NOTE: t = theta for short

(1) csc^4 (t) - csc^2 (t) = cot^4 (t) + cot^2 (t)

(2) csc (t) - cot (t) = [sin(t)]/[1 + cot(t)]

2. For #1, just use the identity $\displaystyle csc^{2}(t)=1+cot^{2}(t)$

Sub into the left side:

$\displaystyle (1+cot^{2}(t))^{2}-(1+cot^{2}(t))$

Now, expand that out and I bet it transforms into the right side.

3. Originally Posted by magentarita
Establish each identity.

NOTE: t = theta for short

(1) csc^4 (t) - csc^2 (t) = cot^4 (t) + cot^2 (t)

(2) csc (t) - cot (t) = [sin(t)]/[1 + cot(t)]
In the trig identity
sin^2(t) +cos^2(t) = 1 -----------(i)
divide both sides by sin^2(t),
1 +cot^2(t) = csc^2(t) -----------(ii)

The first problem:
csc^4 (t) - csc^2 (t) = cot^4 (t) + cot^2 (t)
We play on the LHS to see if it becomes equivalent to the RHS.
LHS = [1 +cot^2(t)]^2 -[1 +cot^2(t)]
= [1 +2cot^2(t) +cot^4(t)] -[1 +cot^2(t)]
= 1 +2cot^2(t) +cot^4(t) -1 -cot^2(t)
= cot^4(t) +cot^2(t)
= RHS
Proven.

------------------------------
The second problem:

csc (t) - cot (t) = [sin(t)] /[1 + cot(t)]

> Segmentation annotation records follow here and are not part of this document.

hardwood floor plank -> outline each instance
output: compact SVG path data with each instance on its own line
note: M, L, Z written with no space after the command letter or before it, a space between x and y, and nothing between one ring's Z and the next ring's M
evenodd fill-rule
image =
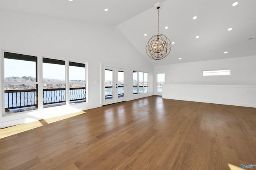
M0 129L0 169L222 170L256 164L256 108L153 96L73 115Z

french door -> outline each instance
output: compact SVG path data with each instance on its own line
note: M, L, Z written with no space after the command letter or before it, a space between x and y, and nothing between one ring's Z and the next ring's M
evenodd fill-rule
M102 67L103 105L126 101L125 69Z

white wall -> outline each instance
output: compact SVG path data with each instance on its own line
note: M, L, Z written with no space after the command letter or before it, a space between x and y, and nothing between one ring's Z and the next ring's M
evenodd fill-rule
M102 63L126 69L127 100L153 94L153 84L150 85L150 82L153 82L153 67L116 27L9 11L0 12L2 50L88 62L88 102L77 107L72 105L73 108L86 109L102 106L101 83L96 82L101 82ZM151 93L140 95L132 94L133 70L149 73ZM3 79L3 70L1 76ZM2 89L2 85L1 86ZM1 96L2 91L0 91ZM0 128L30 121L31 119L24 118L40 117L38 115L42 112L2 116L2 99L1 100ZM54 109L44 109L50 113ZM44 114L45 113L42 113ZM42 116L39 119L44 118Z
M156 66L154 75L165 73L164 98L256 107L256 66L251 56ZM222 69L231 75L202 76Z

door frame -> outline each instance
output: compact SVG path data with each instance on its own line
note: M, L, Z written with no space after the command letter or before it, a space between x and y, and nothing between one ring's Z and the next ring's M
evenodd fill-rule
M112 99L106 99L105 96L105 70L113 70L113 96ZM118 97L118 71L124 72L124 96ZM126 70L125 69L102 65L101 68L102 102L102 105L110 105L126 101Z

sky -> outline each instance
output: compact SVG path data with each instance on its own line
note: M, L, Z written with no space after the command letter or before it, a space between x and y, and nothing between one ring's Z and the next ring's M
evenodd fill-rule
M28 68L29 69L28 69ZM85 68L69 67L70 80L84 79ZM78 73L79 73L79 74ZM34 61L4 59L4 77L22 76L36 77L36 65ZM43 78L65 79L65 65L43 63Z

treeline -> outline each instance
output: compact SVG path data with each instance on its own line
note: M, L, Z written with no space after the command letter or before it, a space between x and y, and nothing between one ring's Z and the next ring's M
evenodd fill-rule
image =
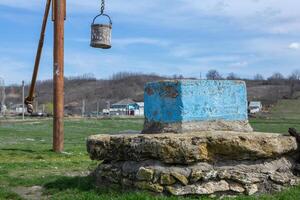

From the derived Eq.(ii) above,
1 = csc^2(t) -cot^2(t) ------------------(iia)

Using a^2 -b^2 = (a+b)(a-b),
We multiply, and divide at the same time, the LHS by [csc(t) +cot(t)],
LHS = csc(t) -cot(t)
= [csc^2(t) -cot^2(t)] / [csc(t) +cot(t)]
= [1] / [{1/sin(t)} +{cos(t)/sin(t)}]
= 1 / [{1 +cos(t)} /sin(t)]
= 1 * [sin(t) /{1 +cos(t)}
= sin(t) / [1 +cos(t)]

Umm, I think there a typo in your posted problem/identity #2. It should be cos(t)....not the posted cot(t)....in the denominator of the RHS.

4. ## great...

Great replies.

Thanks